Monsieur le président, monsieur le ministre, mes chers collègues, le Gouvernement nous présente aujourd’hui un nouveau projet de loi d’adaptation au droit de l’Union européenne, un an après le précédent. Il nous a saisis dans des délais particulièrement contraints, puisqu’il a déposé son projet de loi le 23 novembre, alors que nous examinions le projet de loi de finances.
La commission des finances dispose d’une délégation au fond sur neuf articles, les articles 1er à 8 et l’article 13, qui concernent des sujets très différents. Cinq d’entre eux sont des demandes d’habilitation.
Le Sénat appréciant peu les ordonnances, je me suis attaché à vérifier que celles-ci étaient suffisamment circonscrites, qu’il n’était pas possible de les transposer « en dur » et que les délais proposés nous permettaient de respecter nos obligations européennes.
Dans plusieurs cas, c’est le retard pris par le Gouvernement pour transposer des directives ou pour adapter notre droit à celui de l’Union européenne qui le conduit à demander des habilitations et à exiger du Sénat une première lecture dans des délais extrêmement contraints.
Les articles 1er, 2, 4, 5, 6 et 13 interviennent dans les domaines assurantiels, bancaires ou des marchés financiers, et relèvent avant tout de dispositions techniques. Après un examen approfondi, ils n’ont pas soulevé de difficultés particulières et ont fait l’objet de deux amendements rédactionnels en commission.
L’article 3 corrige une erreur de suradaptation du droit interne qui a conduit à appliquer à l’ensemble des entreprises d’assurance mutuelle et des institutions de prévoyance l’obligation de publier des informations en matière de durabilité.
Vous m’autoriserez, monsieur le ministre, à rappeler à cette occasion que, dans le cadre de l’examen de la loi du 8 novembre 2019 relative à l’énergie et au climat, le Sénat avait supprimé l’article transposant le règlement européen, en ayant déjà relevé qu’il excédait les exigences européennes. Le Gouvernement, qui avait ensuite réintroduit cette disposition dans le texte, se rend aujourd’hui compte que, comme souvent, le Sénat avait raison.
Les articles 7 et 8, qui concernent les entreprises, soulèvent les enjeux les plus importants.

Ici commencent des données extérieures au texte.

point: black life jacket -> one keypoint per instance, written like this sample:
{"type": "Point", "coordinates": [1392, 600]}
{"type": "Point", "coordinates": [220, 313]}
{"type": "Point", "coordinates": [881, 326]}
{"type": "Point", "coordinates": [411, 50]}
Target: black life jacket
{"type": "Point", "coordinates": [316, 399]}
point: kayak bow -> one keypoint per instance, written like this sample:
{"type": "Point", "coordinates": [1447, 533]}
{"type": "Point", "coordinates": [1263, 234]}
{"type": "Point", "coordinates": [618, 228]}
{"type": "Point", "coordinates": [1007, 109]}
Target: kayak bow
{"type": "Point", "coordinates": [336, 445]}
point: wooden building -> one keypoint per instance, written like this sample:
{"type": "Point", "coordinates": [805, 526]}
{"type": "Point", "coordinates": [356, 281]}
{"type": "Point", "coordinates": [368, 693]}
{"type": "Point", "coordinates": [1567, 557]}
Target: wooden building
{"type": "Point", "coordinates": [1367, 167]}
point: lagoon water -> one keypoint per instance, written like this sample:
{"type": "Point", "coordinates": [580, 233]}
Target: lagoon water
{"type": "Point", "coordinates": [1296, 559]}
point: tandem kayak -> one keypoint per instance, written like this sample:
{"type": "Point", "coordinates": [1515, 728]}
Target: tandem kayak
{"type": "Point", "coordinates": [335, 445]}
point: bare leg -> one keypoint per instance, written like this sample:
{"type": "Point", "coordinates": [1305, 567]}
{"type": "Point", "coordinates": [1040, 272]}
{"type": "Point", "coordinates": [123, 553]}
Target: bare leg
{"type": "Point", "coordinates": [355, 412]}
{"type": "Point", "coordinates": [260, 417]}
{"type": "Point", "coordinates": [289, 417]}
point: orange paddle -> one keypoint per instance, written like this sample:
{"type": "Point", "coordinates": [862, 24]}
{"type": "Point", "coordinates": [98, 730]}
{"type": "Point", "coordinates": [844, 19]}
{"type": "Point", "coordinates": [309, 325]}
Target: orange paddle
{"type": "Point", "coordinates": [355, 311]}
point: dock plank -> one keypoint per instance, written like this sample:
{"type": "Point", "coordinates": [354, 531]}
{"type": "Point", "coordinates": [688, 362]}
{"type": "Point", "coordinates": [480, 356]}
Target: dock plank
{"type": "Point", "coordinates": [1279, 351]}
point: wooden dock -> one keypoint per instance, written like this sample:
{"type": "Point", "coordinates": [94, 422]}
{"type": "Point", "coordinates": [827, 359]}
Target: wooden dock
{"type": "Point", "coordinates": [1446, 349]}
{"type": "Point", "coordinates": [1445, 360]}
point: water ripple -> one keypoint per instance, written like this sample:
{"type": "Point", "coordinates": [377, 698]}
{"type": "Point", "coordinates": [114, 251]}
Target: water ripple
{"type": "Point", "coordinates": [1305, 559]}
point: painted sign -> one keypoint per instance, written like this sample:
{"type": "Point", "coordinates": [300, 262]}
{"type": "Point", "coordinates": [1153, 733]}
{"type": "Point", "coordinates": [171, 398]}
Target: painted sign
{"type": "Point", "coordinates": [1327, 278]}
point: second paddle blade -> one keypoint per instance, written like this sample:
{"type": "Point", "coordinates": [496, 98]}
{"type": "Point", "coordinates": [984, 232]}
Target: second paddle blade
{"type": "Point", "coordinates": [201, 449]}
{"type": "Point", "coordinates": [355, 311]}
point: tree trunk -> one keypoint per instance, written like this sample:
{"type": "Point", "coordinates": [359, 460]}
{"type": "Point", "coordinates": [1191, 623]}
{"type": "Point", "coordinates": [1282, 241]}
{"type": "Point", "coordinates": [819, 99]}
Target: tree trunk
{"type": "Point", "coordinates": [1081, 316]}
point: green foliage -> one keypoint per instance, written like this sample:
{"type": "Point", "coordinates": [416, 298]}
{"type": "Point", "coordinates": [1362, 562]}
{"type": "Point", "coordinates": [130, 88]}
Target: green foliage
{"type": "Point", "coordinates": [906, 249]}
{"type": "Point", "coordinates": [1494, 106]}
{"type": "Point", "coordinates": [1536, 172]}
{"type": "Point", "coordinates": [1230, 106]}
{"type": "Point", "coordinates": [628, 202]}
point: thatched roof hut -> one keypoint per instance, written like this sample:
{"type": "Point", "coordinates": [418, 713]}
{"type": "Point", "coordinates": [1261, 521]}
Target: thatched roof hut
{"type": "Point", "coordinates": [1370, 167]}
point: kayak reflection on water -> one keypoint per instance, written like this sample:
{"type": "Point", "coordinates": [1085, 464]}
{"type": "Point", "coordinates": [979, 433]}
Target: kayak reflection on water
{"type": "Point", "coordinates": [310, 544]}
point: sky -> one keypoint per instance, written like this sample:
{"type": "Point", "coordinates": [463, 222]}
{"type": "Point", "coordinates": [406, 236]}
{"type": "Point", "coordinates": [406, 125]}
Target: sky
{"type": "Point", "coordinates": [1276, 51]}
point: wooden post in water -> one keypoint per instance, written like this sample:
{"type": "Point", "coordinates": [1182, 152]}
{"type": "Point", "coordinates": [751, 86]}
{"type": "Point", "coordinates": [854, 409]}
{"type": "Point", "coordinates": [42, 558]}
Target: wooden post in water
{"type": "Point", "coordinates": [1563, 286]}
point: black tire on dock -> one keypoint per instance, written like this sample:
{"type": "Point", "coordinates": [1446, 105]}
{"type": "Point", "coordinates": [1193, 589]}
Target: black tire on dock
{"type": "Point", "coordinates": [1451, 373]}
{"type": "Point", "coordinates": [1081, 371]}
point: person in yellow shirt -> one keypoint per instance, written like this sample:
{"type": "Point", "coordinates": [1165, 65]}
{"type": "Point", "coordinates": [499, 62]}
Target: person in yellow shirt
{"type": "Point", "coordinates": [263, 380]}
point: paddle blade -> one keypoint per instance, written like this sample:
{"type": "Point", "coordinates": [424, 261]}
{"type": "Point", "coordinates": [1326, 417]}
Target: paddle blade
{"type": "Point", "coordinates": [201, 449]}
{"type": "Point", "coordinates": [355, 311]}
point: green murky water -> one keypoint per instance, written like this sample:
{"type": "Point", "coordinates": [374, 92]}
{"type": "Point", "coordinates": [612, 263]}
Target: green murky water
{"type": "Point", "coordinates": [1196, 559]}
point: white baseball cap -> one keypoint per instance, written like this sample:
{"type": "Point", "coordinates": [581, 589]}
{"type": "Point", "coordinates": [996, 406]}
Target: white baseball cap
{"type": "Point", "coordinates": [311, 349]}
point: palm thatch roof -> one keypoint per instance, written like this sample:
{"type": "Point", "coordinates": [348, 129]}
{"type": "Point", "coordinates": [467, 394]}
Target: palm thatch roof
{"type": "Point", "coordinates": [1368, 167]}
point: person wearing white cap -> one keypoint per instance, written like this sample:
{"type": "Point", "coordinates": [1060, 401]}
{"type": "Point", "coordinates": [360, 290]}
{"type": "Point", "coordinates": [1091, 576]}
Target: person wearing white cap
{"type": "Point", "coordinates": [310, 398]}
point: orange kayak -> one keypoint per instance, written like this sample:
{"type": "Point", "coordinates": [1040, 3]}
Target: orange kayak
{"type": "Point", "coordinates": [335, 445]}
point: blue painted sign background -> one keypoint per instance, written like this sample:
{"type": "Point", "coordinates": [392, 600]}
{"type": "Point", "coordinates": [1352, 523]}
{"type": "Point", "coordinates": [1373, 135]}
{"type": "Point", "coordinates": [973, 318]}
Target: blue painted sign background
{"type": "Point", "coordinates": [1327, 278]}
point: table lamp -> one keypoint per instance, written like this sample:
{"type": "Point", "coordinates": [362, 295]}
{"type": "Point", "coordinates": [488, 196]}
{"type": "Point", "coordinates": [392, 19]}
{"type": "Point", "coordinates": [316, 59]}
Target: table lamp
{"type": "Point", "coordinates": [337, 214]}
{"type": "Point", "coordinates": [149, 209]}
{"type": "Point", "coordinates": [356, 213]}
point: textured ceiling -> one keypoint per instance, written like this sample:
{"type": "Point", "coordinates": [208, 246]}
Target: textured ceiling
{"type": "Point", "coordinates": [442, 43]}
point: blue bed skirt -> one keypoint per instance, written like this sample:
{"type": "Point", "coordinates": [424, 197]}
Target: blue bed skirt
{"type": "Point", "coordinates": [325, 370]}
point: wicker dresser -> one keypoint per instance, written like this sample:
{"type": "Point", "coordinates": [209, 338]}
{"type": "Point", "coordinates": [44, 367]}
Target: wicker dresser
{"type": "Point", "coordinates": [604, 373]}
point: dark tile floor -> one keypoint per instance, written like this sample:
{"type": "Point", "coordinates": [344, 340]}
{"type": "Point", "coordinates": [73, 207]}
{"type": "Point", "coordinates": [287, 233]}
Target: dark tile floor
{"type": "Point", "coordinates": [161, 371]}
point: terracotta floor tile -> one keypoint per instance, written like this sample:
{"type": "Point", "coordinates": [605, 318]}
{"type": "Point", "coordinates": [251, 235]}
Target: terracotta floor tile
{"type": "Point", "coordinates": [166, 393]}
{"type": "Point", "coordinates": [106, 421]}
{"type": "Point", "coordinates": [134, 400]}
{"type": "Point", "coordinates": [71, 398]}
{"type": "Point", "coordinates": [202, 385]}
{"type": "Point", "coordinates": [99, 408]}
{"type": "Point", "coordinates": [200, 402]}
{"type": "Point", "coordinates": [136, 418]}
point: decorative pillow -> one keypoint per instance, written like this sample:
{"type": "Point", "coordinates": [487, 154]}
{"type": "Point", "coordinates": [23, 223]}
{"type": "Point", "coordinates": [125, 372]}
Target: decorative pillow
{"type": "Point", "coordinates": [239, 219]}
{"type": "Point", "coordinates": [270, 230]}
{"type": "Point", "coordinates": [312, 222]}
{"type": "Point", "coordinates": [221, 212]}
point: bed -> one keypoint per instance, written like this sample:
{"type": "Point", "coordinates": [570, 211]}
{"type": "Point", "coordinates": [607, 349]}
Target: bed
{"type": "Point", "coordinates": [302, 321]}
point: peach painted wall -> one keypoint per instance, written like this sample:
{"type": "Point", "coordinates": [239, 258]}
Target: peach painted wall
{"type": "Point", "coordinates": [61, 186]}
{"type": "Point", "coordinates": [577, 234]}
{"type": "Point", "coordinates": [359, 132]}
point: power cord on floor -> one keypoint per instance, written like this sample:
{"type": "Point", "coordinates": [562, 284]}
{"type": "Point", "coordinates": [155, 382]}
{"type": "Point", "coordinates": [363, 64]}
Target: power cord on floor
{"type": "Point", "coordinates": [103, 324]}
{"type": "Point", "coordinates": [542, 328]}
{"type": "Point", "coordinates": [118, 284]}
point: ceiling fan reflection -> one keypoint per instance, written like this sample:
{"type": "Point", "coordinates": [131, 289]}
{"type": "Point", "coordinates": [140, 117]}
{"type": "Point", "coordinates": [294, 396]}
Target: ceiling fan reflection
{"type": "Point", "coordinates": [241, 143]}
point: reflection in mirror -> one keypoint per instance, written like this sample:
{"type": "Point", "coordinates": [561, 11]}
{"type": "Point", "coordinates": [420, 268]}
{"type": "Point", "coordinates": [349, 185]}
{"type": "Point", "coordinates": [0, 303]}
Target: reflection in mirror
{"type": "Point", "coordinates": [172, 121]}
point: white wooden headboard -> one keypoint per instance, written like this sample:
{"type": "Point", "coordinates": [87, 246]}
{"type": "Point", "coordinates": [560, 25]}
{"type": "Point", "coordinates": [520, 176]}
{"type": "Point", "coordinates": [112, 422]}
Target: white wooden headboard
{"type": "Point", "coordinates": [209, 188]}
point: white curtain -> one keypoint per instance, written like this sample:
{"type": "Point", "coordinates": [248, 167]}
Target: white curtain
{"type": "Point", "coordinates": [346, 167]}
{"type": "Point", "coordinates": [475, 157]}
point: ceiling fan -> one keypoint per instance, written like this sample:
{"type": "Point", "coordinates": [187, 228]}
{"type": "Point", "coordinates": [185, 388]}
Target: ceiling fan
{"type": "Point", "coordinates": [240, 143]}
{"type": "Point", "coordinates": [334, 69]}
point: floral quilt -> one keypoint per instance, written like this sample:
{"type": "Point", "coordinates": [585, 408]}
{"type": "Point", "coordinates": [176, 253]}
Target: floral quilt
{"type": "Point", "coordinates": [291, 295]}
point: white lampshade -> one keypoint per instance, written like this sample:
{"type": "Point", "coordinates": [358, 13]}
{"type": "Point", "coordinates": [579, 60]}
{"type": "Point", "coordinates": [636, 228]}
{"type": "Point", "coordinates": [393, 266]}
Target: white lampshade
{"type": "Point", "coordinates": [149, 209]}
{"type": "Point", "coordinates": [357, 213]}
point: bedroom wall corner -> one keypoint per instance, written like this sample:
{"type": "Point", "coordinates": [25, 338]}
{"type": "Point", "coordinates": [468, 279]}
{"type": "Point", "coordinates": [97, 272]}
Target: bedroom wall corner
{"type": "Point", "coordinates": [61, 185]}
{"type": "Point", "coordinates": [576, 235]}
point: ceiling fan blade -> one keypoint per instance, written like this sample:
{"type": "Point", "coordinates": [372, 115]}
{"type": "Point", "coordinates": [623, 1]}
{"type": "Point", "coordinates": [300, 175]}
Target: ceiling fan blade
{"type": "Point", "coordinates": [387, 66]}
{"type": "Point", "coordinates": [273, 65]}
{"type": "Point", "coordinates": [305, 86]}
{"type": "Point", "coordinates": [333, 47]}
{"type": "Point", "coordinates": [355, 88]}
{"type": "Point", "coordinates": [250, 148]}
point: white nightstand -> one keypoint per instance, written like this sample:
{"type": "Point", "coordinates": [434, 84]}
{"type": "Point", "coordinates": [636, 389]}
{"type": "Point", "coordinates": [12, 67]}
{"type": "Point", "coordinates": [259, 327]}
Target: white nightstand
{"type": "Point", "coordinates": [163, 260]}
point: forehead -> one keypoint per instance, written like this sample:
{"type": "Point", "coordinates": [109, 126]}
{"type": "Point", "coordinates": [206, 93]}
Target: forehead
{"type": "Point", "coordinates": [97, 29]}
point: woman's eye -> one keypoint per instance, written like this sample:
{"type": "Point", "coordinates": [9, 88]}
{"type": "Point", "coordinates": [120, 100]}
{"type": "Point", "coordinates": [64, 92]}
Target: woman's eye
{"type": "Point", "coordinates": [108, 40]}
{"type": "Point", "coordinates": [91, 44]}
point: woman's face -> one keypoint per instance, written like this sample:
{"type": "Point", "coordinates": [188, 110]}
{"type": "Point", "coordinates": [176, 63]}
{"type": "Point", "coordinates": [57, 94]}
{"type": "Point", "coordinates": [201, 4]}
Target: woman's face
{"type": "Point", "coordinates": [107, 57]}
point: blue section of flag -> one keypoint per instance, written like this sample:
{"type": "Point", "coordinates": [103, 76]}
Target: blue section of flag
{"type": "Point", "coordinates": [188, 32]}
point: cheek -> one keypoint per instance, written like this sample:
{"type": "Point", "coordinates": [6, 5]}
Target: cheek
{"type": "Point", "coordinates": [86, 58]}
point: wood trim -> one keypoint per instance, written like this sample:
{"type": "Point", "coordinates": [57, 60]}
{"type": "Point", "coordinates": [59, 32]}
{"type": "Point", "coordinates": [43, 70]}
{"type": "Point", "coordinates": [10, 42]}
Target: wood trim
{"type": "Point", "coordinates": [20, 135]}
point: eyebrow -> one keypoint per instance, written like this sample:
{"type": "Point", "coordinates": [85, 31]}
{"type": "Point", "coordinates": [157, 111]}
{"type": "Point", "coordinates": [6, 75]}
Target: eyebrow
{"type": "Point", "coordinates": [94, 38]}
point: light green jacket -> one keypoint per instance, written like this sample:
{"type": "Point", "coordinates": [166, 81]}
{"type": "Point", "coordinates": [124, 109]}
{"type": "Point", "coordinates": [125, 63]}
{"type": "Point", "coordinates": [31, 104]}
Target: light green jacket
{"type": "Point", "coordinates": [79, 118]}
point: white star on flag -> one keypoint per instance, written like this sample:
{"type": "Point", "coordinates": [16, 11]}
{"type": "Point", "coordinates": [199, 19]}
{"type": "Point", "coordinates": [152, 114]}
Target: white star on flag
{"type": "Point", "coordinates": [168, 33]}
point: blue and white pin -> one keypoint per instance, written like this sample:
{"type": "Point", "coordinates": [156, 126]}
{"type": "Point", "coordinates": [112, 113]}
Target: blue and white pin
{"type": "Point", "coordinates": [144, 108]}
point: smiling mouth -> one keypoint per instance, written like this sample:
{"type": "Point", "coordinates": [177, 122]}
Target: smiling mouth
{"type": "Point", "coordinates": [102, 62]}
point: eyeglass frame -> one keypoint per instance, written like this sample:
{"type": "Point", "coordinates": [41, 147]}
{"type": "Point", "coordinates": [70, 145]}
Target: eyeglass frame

L’article 7 est une demande d’habilitation du Gouvernement à légiférer par ordonnance pour transposer la directive du 24 novembre 2021 relative à la communication, par certaines entreprises et succursales, d’informations relatives à l’impôt sur le revenu des sociétés.
Sur ce sujet, je regrette que le Gouvernement n’ait pas choisi, comme il aurait pu le faire, la transposition « en dur ». Il disposait en effet d’un an pour s’y préparer. De surcroît, nous n’avons pas pu obtenir les informations que nous demandions sur deux questions importantes : les obligations déclaratives des entreprises et la définition de la clause de sauvegarde. En conséquence, nous ne pouvons pas accepter l’habilitation. Je proposerai donc un amendement de suppression.
L’article 8 est, lui aussi, une demande d’habilitation du Gouvernement, cette fois-ci pour transposer la directive dite CSRD (Corporate Sustainability Reporting Directive), relative à la publication d’informations en matière de durabilité des entreprises.
J’attire d’abord votre attention sur le fait que la directive n’a été définitivement adoptée par le Conseil que la semaine dernière et qu’elle n’a pas encore été publiée au Journal officiel de l ’ Union européenne, ce qui est assez inhabituel.
Par ailleurs, la demande d’habilitation était particulièrement large. Dans le texte déposé, avant la modification de l’article 8 par notre commission, le Gouvernement nous demandait de lui permettre de prendre toutes les mesures qu’il jugerait utiles sur les obligations sociales et environnementales des entreprises. Ce périmètre tout à fait démesuré excède très largement celui de la directive.
Nous avons donc restreint l’habilitation aux seuls domaines dans lesquels la législation française ferait doublon avec les nouvelles obligations de la directive CSRD.
Pour terminer, j’évoquerai rapidement l’encadrement des prestataires de services sur actifs numériques (PSAN). La faillite de la société FTX et ses conséquences tant sur les investisseurs particuliers que sur les acteurs financiers doivent nous inviter à la plus grande vigilance. Nous proposerons un amendement pour prévoir l’obtention d’un agrément, et non plus simplement d’un enregistrement, beaucoup moins exigeant. Nous en reparlerons lors de l’examen de l’amendement que j’ai déposé.